Obesity, Age, and Stroke
Dr. Towfighi, Assistant Professor of Clinical Neurology at the University of Southern California, Los Angeles, and colleagues sought to determine if this observed disparity in stroke prevalence was a reflection of an increasing stroke rate among middle-aged women or a decreasing rate among middle-aged men.

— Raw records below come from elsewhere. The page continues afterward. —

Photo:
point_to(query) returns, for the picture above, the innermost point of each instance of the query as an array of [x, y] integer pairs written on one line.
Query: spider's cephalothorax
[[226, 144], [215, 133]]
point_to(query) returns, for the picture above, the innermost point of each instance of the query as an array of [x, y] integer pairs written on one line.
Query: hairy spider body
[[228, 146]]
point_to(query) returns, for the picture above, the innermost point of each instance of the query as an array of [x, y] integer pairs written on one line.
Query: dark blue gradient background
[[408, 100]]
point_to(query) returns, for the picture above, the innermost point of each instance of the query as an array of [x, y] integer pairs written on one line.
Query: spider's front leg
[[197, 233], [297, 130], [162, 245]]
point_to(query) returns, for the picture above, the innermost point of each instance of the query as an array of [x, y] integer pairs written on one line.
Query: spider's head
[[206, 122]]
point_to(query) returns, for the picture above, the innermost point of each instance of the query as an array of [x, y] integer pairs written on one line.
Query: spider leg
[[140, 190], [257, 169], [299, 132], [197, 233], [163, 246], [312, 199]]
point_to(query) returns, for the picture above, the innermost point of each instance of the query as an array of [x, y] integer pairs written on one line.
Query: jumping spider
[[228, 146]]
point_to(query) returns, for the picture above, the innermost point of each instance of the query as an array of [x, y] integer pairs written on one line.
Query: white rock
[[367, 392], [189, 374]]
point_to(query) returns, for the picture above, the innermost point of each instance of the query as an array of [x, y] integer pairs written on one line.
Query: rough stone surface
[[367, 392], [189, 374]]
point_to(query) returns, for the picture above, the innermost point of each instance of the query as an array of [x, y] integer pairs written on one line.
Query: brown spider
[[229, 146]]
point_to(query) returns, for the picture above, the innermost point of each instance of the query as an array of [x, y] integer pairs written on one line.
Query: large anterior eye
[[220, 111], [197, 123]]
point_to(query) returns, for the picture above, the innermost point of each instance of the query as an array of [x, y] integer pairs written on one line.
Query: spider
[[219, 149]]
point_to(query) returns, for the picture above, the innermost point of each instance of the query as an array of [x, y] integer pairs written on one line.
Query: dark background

If the midlife disparity was due to an increasing stroke prevalence among women, the investigators would measure trends over time in the prevalence of historical vascular risk factors, biomarkers, and medication use among women.

The researchers assessed midlife stroke prevalence with the use of two surveys, the National Health and Nutrition Examination Survey III (NHANES III; 1988 to 1994) and the NHANES IV (1999 to 2004), looking specifically at stroke prevalence, medical histories, and biomarkers among 35- to 54-year-old men and women. The study sample included individuals who answered the question “Have you ever been told by a doctor that you have had a stroke?” for the NHANES III (n = 5,112) and the NHANES IV (n = 4,594).

Among middle-aged women, stroke prevalence increased from 0.6% in NHANES III to 1.8% in NHANES IV, whereas it changed little among men of similar ages (0.9% in NHANES III and 1.0% in NHANES IV).

The percentage of middle-aged women with abdominal obesity, defined as a waist circumference exceeding 88 cm, increased from 47% to 59% during the two survey periods. Women in NHANES IV had an average waist circumference of nearly 4 cm more than those in the earlier study, explained Dr. Towfighi. Among middle-aged men, the prevalence of abdominal obesity increased from 29% to 41%.

Mean BMI increased in both genders across the surveys—from 27.1 to 28.7 among middle-aged women, and from 27.2 to 28.4 among middle-aged men.

Medical History, Biomarkers, and Medication Usage
Most levels of key biomarkers and traditional vascular risk conditions remained stable or actually improved among the women from the earlier to the later survey, possibly due to increased use of vascular risk–reduction pharmacotherapy, noted Dr. Towfighi. For example, levels of HDL cholesterol and homocysteine improved during this time. Among middle-aged women, use of antihypertensive medications increased from 8.9% in the earlier survey to 14.8% in the later survey, and the percentage of women taking drugs to treat dyslipidemia went up from 1.4% to 4.0%.

Glycemic markers and luteinizing hormone levels, however, increased significantly in women during the two survey periods. These markers are linked to obesity and support the untoward health effect of the growing obesity epidemic, said Dr. Towfighi.